後述の function_app.py をデプロイすることで、自動的にHTTP Triggerが認識されます:

@app.route(route="esp_data")  # ← ここでHTTP Triggerを定義
def http_trigger(req: func.HttpRequest) -> func.HttpResponse:
    # 処理内容

デプロイ方法は以下の選択肢があります:

  • VS Code拡張機能:Azure Functions拡張機能から直接デプロイ(推奨)
  • Azure CLIfunc azure functionapp publish esp-connection コマンド
  • GitHub Actions:CI/CDパイプラインでの自動デプロイ

3. 関数キー(Function Key)の取得

コードをデプロイ後、ESP32から接続するためのURLと認証キーを取得します。

  1. Azure Portal で作成した Function App を開く
  2. デプロイが完了すると、左メニューの「関数」に esp_data が表示される
  3. esp_data 関数を開く
  4. 上部メニューから「関数キーの取得」をクリック
  5. 表示されたURLをコピー(?code=... まで含む)

このURLが、ESP32側のコードで設定する AZURE_URL になります。

// ESP32側で設定するURL(実際の値に置き換えてください)
#define AZURE_URL "https://esp-connection-xxxxx.japanwest-01.azurewebsites.net/api/esp_data?code=..."

Azure Functionsのトリガーとは?今回使う「HTTP Trigger」

Azure Functionsは、様々なトリガー(きっかけ)によって関数を実行できるサーバーレスプラットフォームです。今回はHTTP Triggerを使用しますが、他にも多彩なトリガーが用意されています。

HTTP Trigger:今回の主役

HTTP Triggerは、HTTPリクエスト(GETやPOST)を受け取ると関数が実行されるトリガーです。

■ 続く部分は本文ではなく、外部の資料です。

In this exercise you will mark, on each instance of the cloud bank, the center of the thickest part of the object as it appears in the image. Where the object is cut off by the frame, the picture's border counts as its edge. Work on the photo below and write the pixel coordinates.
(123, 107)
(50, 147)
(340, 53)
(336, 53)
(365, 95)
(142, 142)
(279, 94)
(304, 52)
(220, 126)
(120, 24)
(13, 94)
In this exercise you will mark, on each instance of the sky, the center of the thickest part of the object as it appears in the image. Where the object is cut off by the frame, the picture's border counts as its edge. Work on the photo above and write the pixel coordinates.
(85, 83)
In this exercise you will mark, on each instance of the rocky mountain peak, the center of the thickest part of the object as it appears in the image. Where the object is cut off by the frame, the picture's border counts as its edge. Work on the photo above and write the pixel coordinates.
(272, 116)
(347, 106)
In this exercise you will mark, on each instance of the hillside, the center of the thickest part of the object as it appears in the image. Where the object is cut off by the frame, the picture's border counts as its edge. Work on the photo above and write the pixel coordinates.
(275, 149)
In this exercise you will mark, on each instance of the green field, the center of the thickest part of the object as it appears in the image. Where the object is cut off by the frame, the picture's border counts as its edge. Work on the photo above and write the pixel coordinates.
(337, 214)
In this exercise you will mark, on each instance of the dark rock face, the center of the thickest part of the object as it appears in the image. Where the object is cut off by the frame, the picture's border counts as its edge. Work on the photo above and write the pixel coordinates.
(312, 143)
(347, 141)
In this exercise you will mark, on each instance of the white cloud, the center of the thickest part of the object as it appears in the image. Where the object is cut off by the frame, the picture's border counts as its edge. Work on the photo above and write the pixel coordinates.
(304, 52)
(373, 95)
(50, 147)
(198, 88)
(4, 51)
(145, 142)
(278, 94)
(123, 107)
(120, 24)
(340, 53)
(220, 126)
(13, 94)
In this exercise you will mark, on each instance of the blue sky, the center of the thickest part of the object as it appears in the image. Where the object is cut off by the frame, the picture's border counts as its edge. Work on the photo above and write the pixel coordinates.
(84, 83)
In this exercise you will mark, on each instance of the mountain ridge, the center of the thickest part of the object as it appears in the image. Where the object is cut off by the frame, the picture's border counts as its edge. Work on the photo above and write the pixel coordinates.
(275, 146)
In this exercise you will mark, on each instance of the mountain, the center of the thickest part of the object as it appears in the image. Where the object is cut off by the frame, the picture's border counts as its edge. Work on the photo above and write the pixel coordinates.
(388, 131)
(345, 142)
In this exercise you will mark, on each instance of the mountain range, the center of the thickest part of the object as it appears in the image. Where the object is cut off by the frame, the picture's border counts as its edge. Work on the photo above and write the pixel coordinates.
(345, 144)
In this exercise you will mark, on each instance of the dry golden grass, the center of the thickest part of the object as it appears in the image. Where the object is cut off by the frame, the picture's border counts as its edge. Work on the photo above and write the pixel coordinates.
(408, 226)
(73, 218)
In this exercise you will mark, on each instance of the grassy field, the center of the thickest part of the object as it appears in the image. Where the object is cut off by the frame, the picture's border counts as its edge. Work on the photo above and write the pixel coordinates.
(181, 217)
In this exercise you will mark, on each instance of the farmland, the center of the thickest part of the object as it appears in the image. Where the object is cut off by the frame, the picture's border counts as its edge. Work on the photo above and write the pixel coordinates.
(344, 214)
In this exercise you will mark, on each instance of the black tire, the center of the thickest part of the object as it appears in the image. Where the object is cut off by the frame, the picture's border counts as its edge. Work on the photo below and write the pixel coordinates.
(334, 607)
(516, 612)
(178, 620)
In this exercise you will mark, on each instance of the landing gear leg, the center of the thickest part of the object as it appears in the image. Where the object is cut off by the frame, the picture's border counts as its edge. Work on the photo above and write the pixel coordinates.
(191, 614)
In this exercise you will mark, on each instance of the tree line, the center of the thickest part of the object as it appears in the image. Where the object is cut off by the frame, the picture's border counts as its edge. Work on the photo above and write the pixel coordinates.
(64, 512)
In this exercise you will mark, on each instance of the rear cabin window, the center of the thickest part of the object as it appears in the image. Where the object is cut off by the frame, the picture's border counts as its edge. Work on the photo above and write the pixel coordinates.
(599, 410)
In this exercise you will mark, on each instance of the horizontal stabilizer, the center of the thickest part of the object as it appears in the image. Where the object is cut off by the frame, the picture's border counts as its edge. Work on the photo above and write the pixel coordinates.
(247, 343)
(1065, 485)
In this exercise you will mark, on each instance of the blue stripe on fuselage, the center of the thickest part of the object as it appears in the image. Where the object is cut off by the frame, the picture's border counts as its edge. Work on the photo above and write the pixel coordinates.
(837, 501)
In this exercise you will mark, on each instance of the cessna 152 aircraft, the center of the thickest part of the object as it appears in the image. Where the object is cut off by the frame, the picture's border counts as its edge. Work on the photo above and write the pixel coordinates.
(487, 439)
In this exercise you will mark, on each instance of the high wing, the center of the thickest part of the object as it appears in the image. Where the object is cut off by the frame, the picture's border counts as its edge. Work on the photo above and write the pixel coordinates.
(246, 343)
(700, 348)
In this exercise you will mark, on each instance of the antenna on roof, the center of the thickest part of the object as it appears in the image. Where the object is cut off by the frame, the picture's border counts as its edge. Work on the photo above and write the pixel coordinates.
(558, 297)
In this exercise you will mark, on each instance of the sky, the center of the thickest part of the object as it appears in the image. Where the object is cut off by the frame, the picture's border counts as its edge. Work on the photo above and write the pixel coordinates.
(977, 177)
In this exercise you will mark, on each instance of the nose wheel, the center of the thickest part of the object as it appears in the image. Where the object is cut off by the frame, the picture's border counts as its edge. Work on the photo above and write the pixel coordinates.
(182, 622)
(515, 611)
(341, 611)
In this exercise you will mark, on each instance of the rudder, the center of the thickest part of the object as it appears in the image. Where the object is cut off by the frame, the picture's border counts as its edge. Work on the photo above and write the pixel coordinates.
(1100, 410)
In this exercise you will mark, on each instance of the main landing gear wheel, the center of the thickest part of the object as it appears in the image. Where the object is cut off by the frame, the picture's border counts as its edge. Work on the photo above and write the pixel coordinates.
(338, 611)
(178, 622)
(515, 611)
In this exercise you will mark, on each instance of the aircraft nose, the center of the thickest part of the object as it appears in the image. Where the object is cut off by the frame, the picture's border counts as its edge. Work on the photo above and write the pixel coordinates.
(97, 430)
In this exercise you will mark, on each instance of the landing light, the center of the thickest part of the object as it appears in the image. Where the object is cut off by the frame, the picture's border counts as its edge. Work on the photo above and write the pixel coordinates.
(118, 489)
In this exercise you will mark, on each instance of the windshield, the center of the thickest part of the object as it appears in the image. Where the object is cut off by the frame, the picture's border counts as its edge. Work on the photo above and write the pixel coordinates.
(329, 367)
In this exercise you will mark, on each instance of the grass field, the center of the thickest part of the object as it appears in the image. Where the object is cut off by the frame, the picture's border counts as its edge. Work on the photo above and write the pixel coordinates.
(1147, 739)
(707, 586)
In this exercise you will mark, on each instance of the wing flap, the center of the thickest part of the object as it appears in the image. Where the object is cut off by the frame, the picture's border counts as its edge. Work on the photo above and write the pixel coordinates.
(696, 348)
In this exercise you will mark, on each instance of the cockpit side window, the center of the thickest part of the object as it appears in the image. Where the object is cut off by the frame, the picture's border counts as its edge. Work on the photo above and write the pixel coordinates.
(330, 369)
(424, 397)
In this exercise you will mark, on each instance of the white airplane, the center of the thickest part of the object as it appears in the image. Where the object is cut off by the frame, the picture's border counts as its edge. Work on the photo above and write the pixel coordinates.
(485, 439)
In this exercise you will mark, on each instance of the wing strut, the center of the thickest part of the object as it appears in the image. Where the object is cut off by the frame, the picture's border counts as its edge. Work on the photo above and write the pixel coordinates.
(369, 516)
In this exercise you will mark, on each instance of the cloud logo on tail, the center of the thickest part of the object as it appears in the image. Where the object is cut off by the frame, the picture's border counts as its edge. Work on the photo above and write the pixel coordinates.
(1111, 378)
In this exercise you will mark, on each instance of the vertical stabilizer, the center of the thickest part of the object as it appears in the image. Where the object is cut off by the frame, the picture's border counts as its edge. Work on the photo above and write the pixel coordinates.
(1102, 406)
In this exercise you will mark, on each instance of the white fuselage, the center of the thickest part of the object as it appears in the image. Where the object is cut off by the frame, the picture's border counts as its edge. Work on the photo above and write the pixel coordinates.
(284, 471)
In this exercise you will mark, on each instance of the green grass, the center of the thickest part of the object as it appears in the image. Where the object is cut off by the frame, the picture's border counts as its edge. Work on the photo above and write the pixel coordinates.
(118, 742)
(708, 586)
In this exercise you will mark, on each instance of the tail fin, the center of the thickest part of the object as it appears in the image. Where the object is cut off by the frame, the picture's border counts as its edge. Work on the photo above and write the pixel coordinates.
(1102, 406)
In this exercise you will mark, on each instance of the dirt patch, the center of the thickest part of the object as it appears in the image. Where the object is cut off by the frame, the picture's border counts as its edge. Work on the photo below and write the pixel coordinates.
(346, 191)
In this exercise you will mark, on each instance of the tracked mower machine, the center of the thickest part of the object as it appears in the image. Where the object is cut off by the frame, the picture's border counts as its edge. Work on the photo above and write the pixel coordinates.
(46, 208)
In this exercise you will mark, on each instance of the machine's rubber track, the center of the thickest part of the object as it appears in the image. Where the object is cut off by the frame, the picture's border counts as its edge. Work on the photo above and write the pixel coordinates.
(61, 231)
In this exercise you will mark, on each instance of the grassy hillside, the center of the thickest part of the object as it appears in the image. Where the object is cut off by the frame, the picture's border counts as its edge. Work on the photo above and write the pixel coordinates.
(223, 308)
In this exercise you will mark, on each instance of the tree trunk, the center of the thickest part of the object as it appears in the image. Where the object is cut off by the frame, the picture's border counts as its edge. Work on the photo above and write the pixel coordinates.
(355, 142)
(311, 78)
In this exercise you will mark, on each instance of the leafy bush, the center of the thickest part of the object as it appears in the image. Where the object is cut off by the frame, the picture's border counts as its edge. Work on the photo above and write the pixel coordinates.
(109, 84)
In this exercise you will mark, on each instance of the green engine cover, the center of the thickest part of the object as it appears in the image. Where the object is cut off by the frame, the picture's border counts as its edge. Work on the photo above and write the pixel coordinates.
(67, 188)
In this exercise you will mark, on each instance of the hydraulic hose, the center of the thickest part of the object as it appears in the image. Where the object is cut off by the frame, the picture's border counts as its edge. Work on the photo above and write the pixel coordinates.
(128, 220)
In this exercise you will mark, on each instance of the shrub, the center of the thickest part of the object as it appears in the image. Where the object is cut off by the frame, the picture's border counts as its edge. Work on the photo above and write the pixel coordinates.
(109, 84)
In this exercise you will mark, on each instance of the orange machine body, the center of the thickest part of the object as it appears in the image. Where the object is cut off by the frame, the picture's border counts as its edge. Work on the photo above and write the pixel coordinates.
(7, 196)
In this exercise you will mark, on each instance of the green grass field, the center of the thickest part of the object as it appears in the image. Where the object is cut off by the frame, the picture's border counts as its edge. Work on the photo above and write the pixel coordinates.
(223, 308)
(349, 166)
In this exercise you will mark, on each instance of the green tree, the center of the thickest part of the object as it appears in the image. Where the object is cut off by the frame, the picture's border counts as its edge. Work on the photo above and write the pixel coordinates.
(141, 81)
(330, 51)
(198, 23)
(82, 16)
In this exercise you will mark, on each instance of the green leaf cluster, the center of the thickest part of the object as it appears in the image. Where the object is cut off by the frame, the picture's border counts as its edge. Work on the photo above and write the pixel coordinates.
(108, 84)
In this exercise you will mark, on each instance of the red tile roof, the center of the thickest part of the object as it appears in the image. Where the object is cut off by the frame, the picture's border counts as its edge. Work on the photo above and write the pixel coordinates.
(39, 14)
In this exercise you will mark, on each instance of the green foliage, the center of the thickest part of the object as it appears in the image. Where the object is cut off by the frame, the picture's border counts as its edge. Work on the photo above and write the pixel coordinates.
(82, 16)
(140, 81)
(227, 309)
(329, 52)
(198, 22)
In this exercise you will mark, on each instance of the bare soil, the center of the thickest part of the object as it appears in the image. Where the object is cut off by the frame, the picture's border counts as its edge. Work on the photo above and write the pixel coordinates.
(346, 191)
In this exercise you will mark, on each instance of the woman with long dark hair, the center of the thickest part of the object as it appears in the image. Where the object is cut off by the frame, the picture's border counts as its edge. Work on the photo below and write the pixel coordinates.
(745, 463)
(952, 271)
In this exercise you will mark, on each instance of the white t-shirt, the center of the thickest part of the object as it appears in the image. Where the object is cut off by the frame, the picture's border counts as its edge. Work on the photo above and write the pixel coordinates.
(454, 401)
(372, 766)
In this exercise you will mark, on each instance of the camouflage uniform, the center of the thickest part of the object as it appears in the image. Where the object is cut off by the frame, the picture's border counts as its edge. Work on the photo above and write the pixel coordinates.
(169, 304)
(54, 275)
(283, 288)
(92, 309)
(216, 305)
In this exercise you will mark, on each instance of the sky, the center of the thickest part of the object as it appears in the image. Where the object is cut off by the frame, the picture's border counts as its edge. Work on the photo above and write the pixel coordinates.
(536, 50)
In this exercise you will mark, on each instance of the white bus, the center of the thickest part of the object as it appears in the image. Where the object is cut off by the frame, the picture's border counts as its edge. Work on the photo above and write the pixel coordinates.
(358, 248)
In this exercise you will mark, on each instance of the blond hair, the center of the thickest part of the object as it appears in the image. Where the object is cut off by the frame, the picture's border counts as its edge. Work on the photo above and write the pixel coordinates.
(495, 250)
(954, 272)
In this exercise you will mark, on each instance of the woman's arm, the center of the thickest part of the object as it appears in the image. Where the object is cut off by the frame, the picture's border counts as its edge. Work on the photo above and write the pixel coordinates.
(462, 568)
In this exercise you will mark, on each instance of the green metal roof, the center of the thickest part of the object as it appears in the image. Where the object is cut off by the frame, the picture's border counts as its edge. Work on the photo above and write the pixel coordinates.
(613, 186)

Python v2モデルでは、@app.route()デコレーターでHTTP Triggerを定義します:

@app.route(route="esp_data")  # ← HTTP Triggerの定義
def http_trigger(req: func.HttpRequest) -> func.HttpResponse:
    # この関数が /api/esp_data へのHTTPリクエストで実行される
    pass

特徴

  • 外部からのアクセスが可能: ESP32などのIoTデバイスからURLを指定して呼び出せる
  • REST API構築に最適: Web APIやWebhookの実装に使われる
  • 認証レベルの設定: 匿名、関数キー、管理キーから選択可能
  • コードで完結: Azure Portal での設定不要(Python v2の利点)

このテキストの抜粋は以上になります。